Ondanks de diversiteit van levan-producerende micro-organismen blijven de productiekosten voor levan polysaccharide hoog. Dit is waarschijnlijk het grootste knelpunt in de commercialisering ervan (Öner et al., 2016; Sarilmiser et al., 2015). Fermentatiemedia vertegenwoordigen ongeveer 50% van de productiekosten voor een microbieel proces (Van Hoek et al., 2003); eerder werden echter goedkope koolstofbronnen, zoals siropen en melasse, gebruikt voor microbiële levanproductie (Özcan en Öner, 2015). Kucukasik et al. (2011) onderzochten suikerbietmelasse en zetmeelmelasse als sucrosevervangers in Halomonas-culturen. Klaring, pH, zwavelzuur, tricalciumfosfaat en actieve kool voorbehandelingen werden in verschillende combinaties gebruikt om de chemische beschikbaarheid voor de productie van levan aan te passen. Er werd geconcludeerd dat de maximale levan-opbrengst werd bereikt bij een TCPHAC-concentratie van 10 g/L, respectievelijk 4,19 en 3,68 g/L. Bij gebruik van 30 g/L TCPHAC en HAC werden levanopbrengsten van 7,56 en 4,44 g/L bereikt. Het verwijderen van zware metalen en het verhogen van de ijzerconcentratie resulteerden in deze studie in een afname van de celintegriteit en de levanopbrengst. In andere studies werden zwarte stroop suikerrietmelasse in Bacillus lentus V8-culturen (Abou-Taleb et al., 2015), dadelstroop in Mycobacterium levaniformis 1406-culturen (Moosavi-Nasab et al, 2010), suikerbietmelasse in Paenibacillus polymyxa NRRL B-18475-culturen (Han en Watson, 1992), en suikerrietmelasse en -stroop in Z. mobilis ATCC 31821-culturen (De Oliveira et al, 2007) werden onderzocht als goedkope koolstofbronnen voor de productie van levans.

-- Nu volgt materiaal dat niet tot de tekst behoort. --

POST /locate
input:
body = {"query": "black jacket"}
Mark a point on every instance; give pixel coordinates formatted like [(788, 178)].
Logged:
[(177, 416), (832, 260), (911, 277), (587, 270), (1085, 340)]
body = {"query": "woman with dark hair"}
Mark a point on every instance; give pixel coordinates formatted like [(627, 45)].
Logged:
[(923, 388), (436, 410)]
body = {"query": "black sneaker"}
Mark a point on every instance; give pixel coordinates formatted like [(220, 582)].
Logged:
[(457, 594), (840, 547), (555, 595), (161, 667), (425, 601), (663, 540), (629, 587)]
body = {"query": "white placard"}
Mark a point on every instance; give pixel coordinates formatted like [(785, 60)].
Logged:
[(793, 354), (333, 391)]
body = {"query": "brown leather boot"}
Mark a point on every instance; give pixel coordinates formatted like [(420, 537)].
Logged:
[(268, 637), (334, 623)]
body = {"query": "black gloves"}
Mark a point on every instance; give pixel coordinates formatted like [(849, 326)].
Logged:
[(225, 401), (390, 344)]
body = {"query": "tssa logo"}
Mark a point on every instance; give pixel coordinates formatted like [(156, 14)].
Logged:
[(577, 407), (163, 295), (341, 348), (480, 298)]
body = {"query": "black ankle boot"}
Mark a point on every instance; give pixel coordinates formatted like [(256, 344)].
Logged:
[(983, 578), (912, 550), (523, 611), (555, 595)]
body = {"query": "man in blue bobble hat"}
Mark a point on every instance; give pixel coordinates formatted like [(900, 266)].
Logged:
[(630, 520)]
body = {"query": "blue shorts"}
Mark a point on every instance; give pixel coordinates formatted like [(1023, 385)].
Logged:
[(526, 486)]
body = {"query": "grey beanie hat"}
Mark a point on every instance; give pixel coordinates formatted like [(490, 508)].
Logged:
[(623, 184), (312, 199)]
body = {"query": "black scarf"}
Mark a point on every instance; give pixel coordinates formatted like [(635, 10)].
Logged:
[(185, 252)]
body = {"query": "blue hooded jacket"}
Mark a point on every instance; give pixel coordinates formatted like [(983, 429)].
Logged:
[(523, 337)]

Levan biosynthese in ondergedompelde fermentatiesystemen worden beperkt door de eis van cellulaire groei die mogelijk niet voldoet aan de optimale omstandigheden voor een hoge levansucrase activiteit (Santos-Moriano et al., 2015). Celvrije systemen nemen deze beperking echter weg en bieden extra voordelen, zoals gemakkelijke bereiding, herbruikbaarheid en controle over veranderingen in de micro-omgeving (Jang et al., 2001). Om deze reden, het aanbieden van een optimale omgeving voor levansucrase is van cruciaal belang. Lu et al. (2014) onderzochten bijvoorbeeld de invloed van verschillende factoren, zoals substraatconcentratie, reactietijd, temperatuur en pH op de productie van levansucrase met behulp van recombinant levansucrase in een celvrij systeem. Zij observeerden een maximale opbrengst van levan (7,1 g/L) met behulp van 0,8 M sucrose, pH 6,5 en 40°C gedurende 24 uur. De opbrengst van levan nam parallel toe met een toename van de sucroseconcentratie van 0 tot 0,8 M. Hun studie toonde aan dat het recombinante enzym vergelijkbare biochemische eigenschappen vertoont als het natieve enzym.